Si la religion semble reculer chez les Français, cela fait longtemps qu’elle n’a pas été aussi présente dans les débats politiques, comme l’ont donc montré les controverses autour de cette loi. Une intensité qui a à voir avec la plus grande visibilité d’un catholicisme d’appartenance (plus que de croyance), du fait de la crainte d’être bientôt au niveau d’un islam plus présent chez les jeunes générations et plus pratiquant. Pour Esprit, Blandine Chélini-Pont compare ce populisme chrétien ouest-européen aux populismes chrétiens est-européen et américain. Pour elle, la référence chrétienne est plus instrumentale dans le premier que dans les deux derniers:

«En Europe de l’Ouest, certains populismes et mouvements identitaires de droite ont fini par utiliser la référence chrétienne, en ce qu’elle permet d’exclure l’islam intrusif et l’immigré envahisseur du panorama national idéalisé. Cependant, comme c’est le cas pour le Rassemblement national, cette identité chrétienne, aussi importante qu’elle paraisse dans les discours et la symbolique, reste pour l’instant un vernis. Le vernis d’un préjugé facile à utiliser pour un électorat sécularisé, voire déchristianisé, souvent venu de la gauche populaire.»

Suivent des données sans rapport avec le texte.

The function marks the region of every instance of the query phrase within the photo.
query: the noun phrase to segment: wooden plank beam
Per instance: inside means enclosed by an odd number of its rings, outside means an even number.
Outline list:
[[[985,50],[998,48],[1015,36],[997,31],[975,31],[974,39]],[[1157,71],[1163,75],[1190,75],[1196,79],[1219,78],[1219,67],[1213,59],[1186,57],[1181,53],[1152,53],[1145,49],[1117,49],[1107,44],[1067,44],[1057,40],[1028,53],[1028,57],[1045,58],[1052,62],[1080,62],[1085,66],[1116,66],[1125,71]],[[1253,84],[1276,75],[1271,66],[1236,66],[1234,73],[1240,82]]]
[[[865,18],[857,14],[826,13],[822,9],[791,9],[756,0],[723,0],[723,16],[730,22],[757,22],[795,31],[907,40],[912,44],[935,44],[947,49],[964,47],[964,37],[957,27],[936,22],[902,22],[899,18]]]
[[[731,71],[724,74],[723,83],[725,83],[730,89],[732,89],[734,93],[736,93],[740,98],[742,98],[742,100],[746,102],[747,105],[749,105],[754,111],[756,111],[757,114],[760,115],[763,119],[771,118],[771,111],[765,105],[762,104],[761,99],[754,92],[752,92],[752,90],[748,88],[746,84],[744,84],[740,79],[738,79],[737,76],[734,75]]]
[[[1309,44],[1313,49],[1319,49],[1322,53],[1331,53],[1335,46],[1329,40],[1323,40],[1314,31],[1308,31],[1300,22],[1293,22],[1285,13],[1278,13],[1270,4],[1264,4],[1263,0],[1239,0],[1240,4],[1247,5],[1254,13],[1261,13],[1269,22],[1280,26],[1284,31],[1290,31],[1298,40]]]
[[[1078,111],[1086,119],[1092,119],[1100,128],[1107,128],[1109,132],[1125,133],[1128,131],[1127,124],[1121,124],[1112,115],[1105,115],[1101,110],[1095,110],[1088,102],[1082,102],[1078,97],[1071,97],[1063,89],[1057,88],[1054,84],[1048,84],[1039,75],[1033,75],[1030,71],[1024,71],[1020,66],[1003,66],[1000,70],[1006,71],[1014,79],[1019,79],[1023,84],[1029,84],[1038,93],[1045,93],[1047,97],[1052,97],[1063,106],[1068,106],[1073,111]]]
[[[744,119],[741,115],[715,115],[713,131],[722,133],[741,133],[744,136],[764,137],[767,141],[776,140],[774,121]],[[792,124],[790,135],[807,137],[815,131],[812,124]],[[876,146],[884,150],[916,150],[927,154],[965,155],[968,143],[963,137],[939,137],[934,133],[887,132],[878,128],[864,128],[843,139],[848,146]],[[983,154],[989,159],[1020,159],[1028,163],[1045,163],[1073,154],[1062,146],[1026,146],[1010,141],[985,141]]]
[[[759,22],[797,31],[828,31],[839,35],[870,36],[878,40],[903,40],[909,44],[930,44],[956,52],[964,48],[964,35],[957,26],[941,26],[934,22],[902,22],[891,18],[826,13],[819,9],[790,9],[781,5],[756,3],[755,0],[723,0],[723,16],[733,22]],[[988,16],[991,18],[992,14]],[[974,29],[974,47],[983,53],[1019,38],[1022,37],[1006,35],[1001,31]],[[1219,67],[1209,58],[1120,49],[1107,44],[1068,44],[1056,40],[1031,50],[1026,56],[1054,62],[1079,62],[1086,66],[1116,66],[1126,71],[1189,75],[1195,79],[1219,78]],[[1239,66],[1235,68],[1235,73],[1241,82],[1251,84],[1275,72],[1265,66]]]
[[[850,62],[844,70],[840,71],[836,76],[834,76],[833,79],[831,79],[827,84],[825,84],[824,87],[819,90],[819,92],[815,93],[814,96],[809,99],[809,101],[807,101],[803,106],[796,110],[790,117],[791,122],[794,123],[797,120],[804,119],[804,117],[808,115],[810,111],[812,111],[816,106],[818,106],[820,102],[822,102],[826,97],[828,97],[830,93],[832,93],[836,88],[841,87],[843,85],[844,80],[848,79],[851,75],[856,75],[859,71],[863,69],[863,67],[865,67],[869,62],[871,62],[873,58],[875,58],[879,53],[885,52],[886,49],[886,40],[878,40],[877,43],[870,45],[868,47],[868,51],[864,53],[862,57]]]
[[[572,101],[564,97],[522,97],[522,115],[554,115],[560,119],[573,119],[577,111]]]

Or, c’est peut-être ce qui est en train de changer avec la candidature Zemmour qui semble avoir un certain écho dans la droite classique de tradition catholique. Sur son blog, Sébastien Fath analyse la contradiction assumée du candidat d’extrême-droite dont «l’idée fixe n’est pas d’invoquer le christianisme comme foi personnelle à dimension éthique, mais de mobiliser un référentiel chrétien culturel. Cette invocation fait du christianisme un marqueur identitaire ancré dans une ‘tradition occidentale’ vantée à temps et contre-temps». Pour l’historien-sociologue, «tout en prétendant le contraire, Eric Zemmour n’emprunte pas les chemins de liberté de la laïcité française. Il nous emmène dans un cul-de-sac, celui d’une religion civile nationaliste et catho-séculière nourrie de nostalgie, de populisme et d’opportunisme électoral (…). Ce mix singulier mêle un catholicisme d’identité obligatoire, même pour les non-catholiques (athées, juifs, protestants, musulmans), et un mode de vie et de pensée sécularisé gouverné par la rationalité instrumentale, qui prétend se réclamer de la laïcité, mais sans vraiment la comprendre.»

 

Illustration: l’ancienne abbaye des Châteliers à La Flotte en Ré (photo Johan Allard, CC BY-SA 4.0).